In the last several weeks over fifty actresses and actors have accused Harvey Weinstein, a prominent American film producer, of several acts of rape, sexual assault, and unwarranted advances on women, many of whom he was working with. Weinstein used his power, image, prestige in the film industry, and his immense wealth to take advantage of countless women, extending a circle of silence over Hollywood that made it almost impossible for allegations against him to emerge. The main issue revolves around the countless people who knew of the danger Harvey Weinstein was to women in Hollywood and the silence that befell the community, even in the face of such atrocities.

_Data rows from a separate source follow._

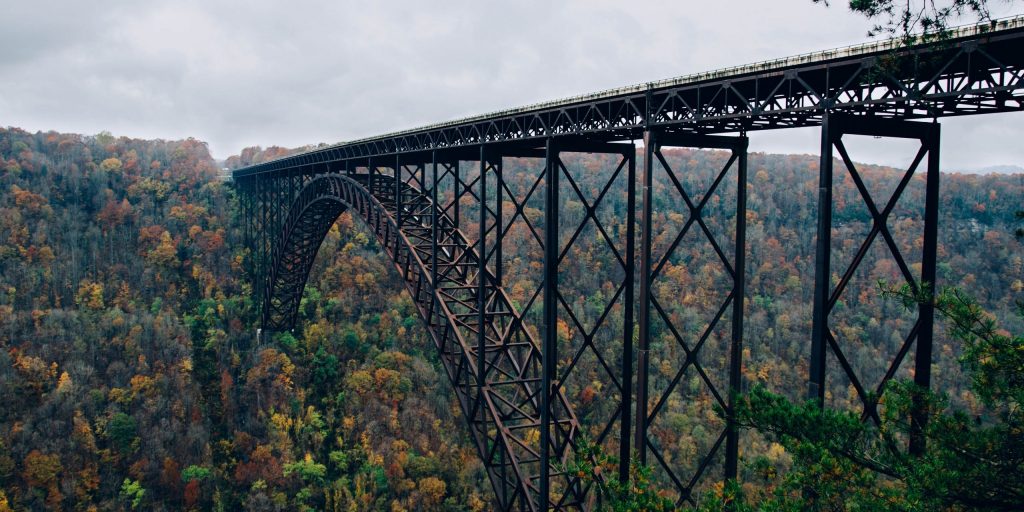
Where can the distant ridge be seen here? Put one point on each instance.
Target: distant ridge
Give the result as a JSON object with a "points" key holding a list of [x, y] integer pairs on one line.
{"points": [[993, 169]]}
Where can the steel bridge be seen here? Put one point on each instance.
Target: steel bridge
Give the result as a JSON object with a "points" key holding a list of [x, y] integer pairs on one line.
{"points": [[416, 189]]}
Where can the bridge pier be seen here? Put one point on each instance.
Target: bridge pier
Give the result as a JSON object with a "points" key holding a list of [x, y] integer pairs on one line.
{"points": [[834, 128], [649, 308]]}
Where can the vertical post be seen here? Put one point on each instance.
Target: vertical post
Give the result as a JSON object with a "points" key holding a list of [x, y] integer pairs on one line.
{"points": [[822, 263], [738, 293], [264, 227], [499, 199], [650, 146], [370, 175], [926, 312], [433, 227], [481, 268], [550, 347], [397, 190], [458, 195], [627, 404]]}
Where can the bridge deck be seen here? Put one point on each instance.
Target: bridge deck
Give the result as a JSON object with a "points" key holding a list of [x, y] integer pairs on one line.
{"points": [[977, 70]]}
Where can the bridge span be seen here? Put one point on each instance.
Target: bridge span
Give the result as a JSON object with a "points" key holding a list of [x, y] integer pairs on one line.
{"points": [[416, 189]]}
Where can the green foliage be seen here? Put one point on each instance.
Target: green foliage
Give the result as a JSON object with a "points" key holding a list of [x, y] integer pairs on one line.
{"points": [[132, 492], [122, 430], [307, 469], [592, 465], [843, 463], [195, 472], [908, 17]]}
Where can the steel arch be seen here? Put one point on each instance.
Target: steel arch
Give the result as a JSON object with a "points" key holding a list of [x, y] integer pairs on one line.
{"points": [[502, 404]]}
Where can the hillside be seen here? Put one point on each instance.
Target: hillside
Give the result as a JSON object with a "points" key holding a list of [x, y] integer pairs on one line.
{"points": [[132, 378]]}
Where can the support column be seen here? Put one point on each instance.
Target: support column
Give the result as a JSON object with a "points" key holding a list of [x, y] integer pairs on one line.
{"points": [[738, 294], [822, 267], [370, 175], [923, 358], [397, 190], [481, 268], [433, 226], [626, 412], [499, 199], [550, 345], [649, 144]]}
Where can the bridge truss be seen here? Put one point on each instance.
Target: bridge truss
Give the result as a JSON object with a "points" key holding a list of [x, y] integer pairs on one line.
{"points": [[438, 203]]}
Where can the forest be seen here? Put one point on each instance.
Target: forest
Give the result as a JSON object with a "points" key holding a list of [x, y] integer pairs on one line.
{"points": [[132, 378]]}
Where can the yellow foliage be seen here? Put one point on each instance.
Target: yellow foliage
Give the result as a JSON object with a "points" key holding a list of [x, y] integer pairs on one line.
{"points": [[111, 165], [90, 295], [65, 383]]}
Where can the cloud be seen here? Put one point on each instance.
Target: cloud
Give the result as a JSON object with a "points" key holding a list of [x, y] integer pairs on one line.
{"points": [[239, 74]]}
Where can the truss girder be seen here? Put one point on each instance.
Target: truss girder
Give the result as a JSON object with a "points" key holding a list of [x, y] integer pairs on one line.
{"points": [[492, 360], [977, 75]]}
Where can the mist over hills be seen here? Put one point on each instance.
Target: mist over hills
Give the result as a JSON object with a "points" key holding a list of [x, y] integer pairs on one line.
{"points": [[128, 359]]}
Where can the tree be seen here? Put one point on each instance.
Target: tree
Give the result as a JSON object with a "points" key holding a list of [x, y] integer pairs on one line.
{"points": [[970, 463], [904, 18]]}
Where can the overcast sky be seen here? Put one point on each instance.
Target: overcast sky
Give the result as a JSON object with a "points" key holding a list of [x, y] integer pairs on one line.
{"points": [[246, 73]]}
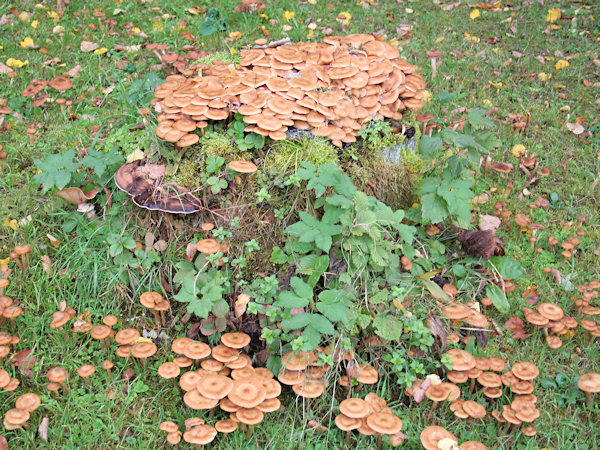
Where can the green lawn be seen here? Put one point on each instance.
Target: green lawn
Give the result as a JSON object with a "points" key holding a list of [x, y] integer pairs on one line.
{"points": [[506, 61]]}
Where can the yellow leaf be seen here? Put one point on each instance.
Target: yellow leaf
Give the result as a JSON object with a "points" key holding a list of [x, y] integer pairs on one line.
{"points": [[519, 150], [27, 42], [553, 15], [11, 223], [12, 62]]}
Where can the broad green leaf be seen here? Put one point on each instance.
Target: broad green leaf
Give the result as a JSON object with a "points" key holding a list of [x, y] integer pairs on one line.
{"points": [[295, 322], [508, 268], [498, 298]]}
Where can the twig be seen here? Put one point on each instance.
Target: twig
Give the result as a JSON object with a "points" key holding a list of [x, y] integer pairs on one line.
{"points": [[274, 43]]}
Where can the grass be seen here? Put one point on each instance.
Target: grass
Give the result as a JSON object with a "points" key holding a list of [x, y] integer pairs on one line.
{"points": [[503, 77]]}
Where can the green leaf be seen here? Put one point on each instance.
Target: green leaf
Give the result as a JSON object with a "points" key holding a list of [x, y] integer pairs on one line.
{"points": [[428, 145], [322, 324], [295, 322], [477, 119], [508, 268], [434, 209], [498, 298], [387, 327]]}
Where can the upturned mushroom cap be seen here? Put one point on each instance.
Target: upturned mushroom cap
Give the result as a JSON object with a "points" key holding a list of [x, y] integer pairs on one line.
{"points": [[226, 426], [309, 389], [208, 246], [195, 400], [196, 350], [200, 435], [150, 299], [28, 402], [443, 392], [430, 437], [525, 371], [100, 332], [589, 382], [461, 360], [169, 370], [550, 311], [249, 416], [57, 374], [215, 386], [235, 340], [242, 166], [346, 423], [355, 408], [247, 393], [86, 370], [473, 409], [16, 416], [143, 350], [127, 336], [384, 423], [169, 426]]}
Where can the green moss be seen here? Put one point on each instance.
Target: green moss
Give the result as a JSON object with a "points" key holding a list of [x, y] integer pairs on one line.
{"points": [[285, 156], [221, 56]]}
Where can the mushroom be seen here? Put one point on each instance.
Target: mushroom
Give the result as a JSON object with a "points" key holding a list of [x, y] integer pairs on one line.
{"points": [[58, 375], [590, 384], [433, 55]]}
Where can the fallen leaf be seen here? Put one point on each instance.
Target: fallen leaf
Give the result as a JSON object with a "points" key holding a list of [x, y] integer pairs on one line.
{"points": [[489, 222], [43, 429], [419, 392], [75, 71], [87, 46], [76, 196], [47, 264], [190, 251]]}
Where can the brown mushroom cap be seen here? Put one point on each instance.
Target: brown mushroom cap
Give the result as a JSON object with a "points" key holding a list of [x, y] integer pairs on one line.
{"points": [[215, 386], [247, 393], [226, 426], [430, 437], [384, 423], [461, 360], [525, 371], [28, 402], [550, 311], [57, 374], [200, 435], [195, 400], [16, 416], [169, 370], [443, 392], [346, 423], [235, 340], [86, 370], [127, 336], [208, 246], [143, 349], [355, 408], [589, 382]]}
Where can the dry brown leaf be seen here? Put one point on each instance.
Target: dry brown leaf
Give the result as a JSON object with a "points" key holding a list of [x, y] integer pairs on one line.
{"points": [[419, 392], [43, 429], [87, 46], [47, 264], [489, 222], [190, 251]]}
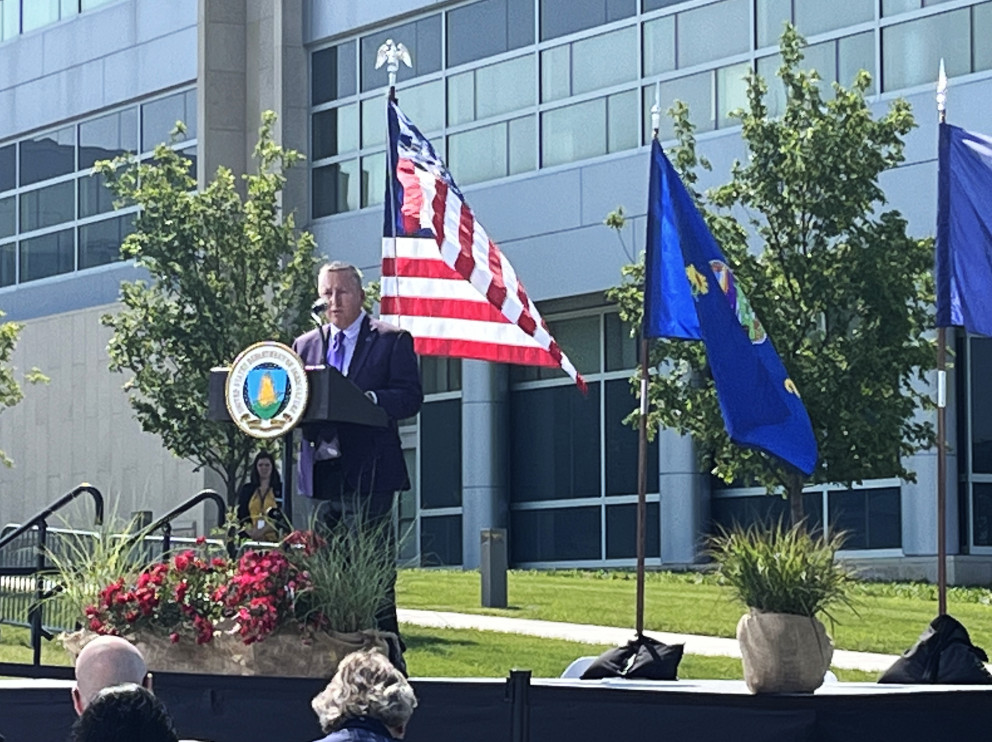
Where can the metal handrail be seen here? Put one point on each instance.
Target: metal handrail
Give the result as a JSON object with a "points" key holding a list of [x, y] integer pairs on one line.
{"points": [[165, 522], [40, 521]]}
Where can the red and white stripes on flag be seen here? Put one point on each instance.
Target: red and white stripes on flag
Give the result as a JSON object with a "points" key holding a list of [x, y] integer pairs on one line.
{"points": [[455, 291]]}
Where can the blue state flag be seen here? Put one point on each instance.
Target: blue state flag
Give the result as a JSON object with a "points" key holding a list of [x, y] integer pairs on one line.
{"points": [[690, 293], [964, 230]]}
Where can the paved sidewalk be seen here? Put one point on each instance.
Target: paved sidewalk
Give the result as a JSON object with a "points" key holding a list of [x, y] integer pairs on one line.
{"points": [[713, 646]]}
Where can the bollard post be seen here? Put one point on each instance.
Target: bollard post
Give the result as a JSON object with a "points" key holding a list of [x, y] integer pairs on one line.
{"points": [[492, 563], [518, 694]]}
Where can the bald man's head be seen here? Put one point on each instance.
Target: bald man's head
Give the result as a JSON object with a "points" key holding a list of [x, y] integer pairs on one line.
{"points": [[104, 662]]}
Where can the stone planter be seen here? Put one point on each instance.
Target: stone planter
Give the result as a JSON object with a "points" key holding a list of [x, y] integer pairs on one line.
{"points": [[284, 653], [783, 653]]}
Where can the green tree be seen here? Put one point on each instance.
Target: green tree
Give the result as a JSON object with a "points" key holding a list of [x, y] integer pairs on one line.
{"points": [[844, 293], [223, 272], [10, 389]]}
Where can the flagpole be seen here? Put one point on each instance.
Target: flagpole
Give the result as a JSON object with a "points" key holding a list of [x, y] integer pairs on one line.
{"points": [[941, 410], [642, 443]]}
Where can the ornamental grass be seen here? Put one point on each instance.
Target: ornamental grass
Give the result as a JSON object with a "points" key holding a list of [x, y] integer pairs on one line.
{"points": [[776, 569]]}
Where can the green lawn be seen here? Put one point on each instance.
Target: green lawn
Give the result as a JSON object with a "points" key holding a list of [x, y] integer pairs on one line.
{"points": [[889, 618]]}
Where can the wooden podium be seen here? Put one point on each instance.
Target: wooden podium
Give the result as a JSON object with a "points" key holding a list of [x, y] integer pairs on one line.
{"points": [[332, 398]]}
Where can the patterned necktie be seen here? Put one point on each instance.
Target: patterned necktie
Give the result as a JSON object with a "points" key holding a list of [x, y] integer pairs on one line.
{"points": [[336, 353]]}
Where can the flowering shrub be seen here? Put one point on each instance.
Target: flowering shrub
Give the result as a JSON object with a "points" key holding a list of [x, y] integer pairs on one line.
{"points": [[310, 583]]}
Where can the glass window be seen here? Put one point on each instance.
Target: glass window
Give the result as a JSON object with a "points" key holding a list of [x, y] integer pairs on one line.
{"points": [[501, 88], [605, 60], [771, 17], [621, 531], [8, 264], [48, 155], [491, 91], [421, 38], [870, 518], [441, 541], [100, 243], [94, 196], [441, 454], [659, 45], [488, 27], [479, 154], [48, 255], [555, 535], [335, 188], [731, 92], [556, 73], [554, 443], [38, 13], [856, 53], [816, 16], [892, 7], [8, 167], [158, 119], [981, 32], [763, 509], [440, 374], [108, 137], [912, 51], [523, 145], [335, 132], [622, 443], [621, 350], [46, 207], [8, 216], [713, 31], [573, 132], [560, 17], [10, 15], [424, 105], [374, 179], [621, 121], [980, 351], [333, 73]]}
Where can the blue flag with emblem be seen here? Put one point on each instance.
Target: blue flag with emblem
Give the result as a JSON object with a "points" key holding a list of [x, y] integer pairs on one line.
{"points": [[690, 293], [964, 230]]}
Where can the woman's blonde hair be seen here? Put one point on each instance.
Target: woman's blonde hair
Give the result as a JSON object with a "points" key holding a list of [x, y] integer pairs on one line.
{"points": [[366, 684]]}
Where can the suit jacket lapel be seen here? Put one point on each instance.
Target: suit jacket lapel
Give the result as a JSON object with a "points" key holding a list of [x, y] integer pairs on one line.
{"points": [[366, 337]]}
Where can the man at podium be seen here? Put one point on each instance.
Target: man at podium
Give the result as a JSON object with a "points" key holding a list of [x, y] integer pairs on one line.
{"points": [[348, 469]]}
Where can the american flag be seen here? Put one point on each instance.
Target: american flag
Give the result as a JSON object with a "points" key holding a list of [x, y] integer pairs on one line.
{"points": [[443, 279]]}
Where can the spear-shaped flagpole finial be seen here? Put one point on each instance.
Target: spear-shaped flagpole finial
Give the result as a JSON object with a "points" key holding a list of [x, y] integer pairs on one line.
{"points": [[391, 55], [656, 111], [942, 91]]}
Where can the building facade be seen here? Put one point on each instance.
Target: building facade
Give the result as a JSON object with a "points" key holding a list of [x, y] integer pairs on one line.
{"points": [[541, 109]]}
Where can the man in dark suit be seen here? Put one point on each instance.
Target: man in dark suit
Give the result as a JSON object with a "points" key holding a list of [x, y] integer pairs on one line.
{"points": [[355, 470]]}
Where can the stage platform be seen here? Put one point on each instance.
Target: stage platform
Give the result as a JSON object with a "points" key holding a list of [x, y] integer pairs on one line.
{"points": [[243, 709]]}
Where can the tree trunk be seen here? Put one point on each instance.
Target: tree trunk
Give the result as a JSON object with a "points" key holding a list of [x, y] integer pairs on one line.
{"points": [[794, 493]]}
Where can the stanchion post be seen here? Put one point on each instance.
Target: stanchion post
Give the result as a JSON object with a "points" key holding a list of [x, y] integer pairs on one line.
{"points": [[492, 564], [518, 694]]}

Now that over fifty woman have taken action against Weinstein, the media has not hesitated to relentlessly paint Weinstein as a
sexual predator who deserves to be locked away for years. Hollywood stars are standing up and making statements about the cruelty of Weinstein’s activities. The Weinstein Company fired Weinstein and multiple organizations and institutions are stripping him of any and all honors he received. Left and right the world is accusing Weinstein of being a monster. Society is reacting in a moral and ethical way, stripping a dangerous man of what made him powerful which enabled him to rape and sexually assault women.

It seems like they are doing the right thing. But, what would have happened if they did the right thing years and years ago? What would have happened if he had been stripped from that power and control decades before over 50 victims emerged? How many women would lose memories of feeling helpless, how many women would lose sleepless nights, and how many woman would stop having scream-inducing nightmares?

It’s so easy to say that no one knew the extent to which Weinstein hurt women. Yet, according to the testimony of 16 former and current executives at Miramax, the earlier film studio Weinstein founded, Weinstein’s actions were anything but secret. For years jokes have been made by both female and male actors about Weinstein’s behavior in public speeches and interviews, but no one had taken the time to question whether these were merely jokes, or harmful and necessary allegations.

People around Weinstein, from the lawyers who silenced the women, the executives at the Weinstein Company, to the NYPD who had received these allegations against Weinstein from several women, to the cab driver who drove the crying women home, should have spoken out. They were bystanders at every corner of this issue, lurking in the shadows hoping that someone else would be willing to speak out because they were too scared to.

Harvey Weinstein’s power is admittedly very difficult to go up against. He bought the silence of dozens of bystanders in hope that his reign of sexual assault and rape patterns could continue. In the uber competitive Hollywood jungle, his ability to raise the status of his associates made him all the more dangerous. The control Weinstein had in these situations is both terrifying and unfair.